Le Norges Bank vise septembre
Hier et mercredi, tous les yeux étaient tournés vers la Fed. Ce qui est tout à fait logique au vu du mouvement de marché qui a suivi. Résultat, le moment de gloire des collègues de Powell dans le grand nord est un peu passé sous les radars.
Cela fait déjà un petit temps que la banque centrale norvégienne, la Norges Bank (NB), laisse entendre qu'elle veut en finir avec sa politique de taux zéro. En juin de l'année passée, elle avait déjà évoqué, certes dans un futur lointain, un relèvement du taux directeur. Depuis, elle n'a plus dévié de cette logique de normalisation graduelle, même lorsque le pays a été frappé par de nouvelles vagues de contaminations, en début d'année et en avril, semant le doute autour de la croissance. Jusqu'à présent, elle était cependant restée vague à propos du moment où le cycle de resserrement allait démarrer (quelque part au second semestre). Cela a changé : la banque vise septembre. Et le processus sera alors enclenché. L'évolution attendue des taux est par ailleurs plus prononcée que celle mentionnée dans le rapport trimestriel publié en mars. Durant la conférence de presse, le gouverneur Olsen a expliqué que le taux directeur pourrait à chaque fois être rehaussé de 25 pb au cours des trois trimestres suivant septembre. Au terme de son horizon de politique (2024), la NB table sur un taux de 1,5 %. Cet optimisme s'explique par l'accélération de la campagne de vaccination et la réouverture de l'économie qui en découle. La Norges Bank table toujours sur une croissance de 3,8 % pour cette année, mais elle a revu le chiffre pour 2022 fortement à la hausse, à 4,1 %, grâce à une solide consommation intérieure. La croissance se normalisera ensuite autour de 1 % en 2023 et 2024. L'inflation sous-jacente est récemment tombée plus rapidement que prévu sous l'objectif de 2 %, notamment à cause de la forte appréciation de la couronne norvégienne depuis 2020, selon la banque centrale. Et l'inflation restera probablement inférieure à 2 % dans les prochaines années. La volonté de la banque de resserrer les taux n'en est donc que plus surprenante. La NB s'appuie sur une théorie économique courante selon laquelle les capacités inutilisées permettent un accroissement de la production au sein d'une structure de coûts existante. Tant que l'utilisation des capacités progresse (et donc que les capacités inutilisées se résorbent), les risques d'une inflation trop faible demeurent limités. Or, selon Olsen, une utilisation des capacités "normale" est encore envisageable cette année.

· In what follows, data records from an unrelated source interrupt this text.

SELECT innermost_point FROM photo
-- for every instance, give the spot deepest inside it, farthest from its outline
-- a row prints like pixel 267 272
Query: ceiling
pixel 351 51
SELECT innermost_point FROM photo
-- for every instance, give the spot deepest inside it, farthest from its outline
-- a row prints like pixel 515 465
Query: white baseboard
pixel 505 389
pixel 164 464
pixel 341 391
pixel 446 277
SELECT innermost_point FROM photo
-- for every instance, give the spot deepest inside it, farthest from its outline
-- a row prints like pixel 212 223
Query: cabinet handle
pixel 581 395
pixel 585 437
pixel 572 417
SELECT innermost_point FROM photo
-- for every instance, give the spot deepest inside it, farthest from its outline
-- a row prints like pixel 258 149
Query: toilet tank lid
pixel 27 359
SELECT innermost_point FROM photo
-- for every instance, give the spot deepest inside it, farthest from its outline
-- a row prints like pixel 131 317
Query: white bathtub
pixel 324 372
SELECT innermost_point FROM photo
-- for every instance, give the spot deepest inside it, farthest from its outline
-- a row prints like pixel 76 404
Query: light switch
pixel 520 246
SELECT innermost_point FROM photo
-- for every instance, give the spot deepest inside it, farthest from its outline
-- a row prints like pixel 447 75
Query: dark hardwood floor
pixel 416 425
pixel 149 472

Au vu de la faible réaction de la couronne norvégienne, rien ne semble vraiment avoir changé aux yeux du marché. Cela fait longtemps que celui-ci est persuadé que les Norvégiens feront partie des premiers à normaliser leur politique. Les détails concernant le début du cycle sont bons à savoir, mais cela ne va pas plus loin. La devise a même perdu un peu de terrain, à EUR/NOK 10,18. Signalons tout de même le bond de plus de 6 pb du taux swap à 2 ans norvégien Cela fait des années que le différentiel de taux avec l'Europe joue un rôle déterminant en termes d'orientation. Cette corrélation a été mise à mal ces dernières semaines, mais elle n'a donc pas été rompue. Cela vaut d'ailleurs aussi pour le lien entre la couronne et le pétrole : depuis le plus bas du cours EUR/NOK et jusqu'il y a quelques jours, le baril de Brent a grimpé de pratiquement 10 dollars. À court terme, la concrétisation des intentions de la banque centrale a pour effet de consolider le plancher sous la devise norvégienne. À moyen terme, l'avantage monétaire relatif, combiné à la vigueur de la reprise économique et de la demande de pétrole, mettra sous pression le cours EUR/NOK 10. Une rupture en dessous de ce seuil ouvrirait la voie à un cours de 9,81 dans un premier temps.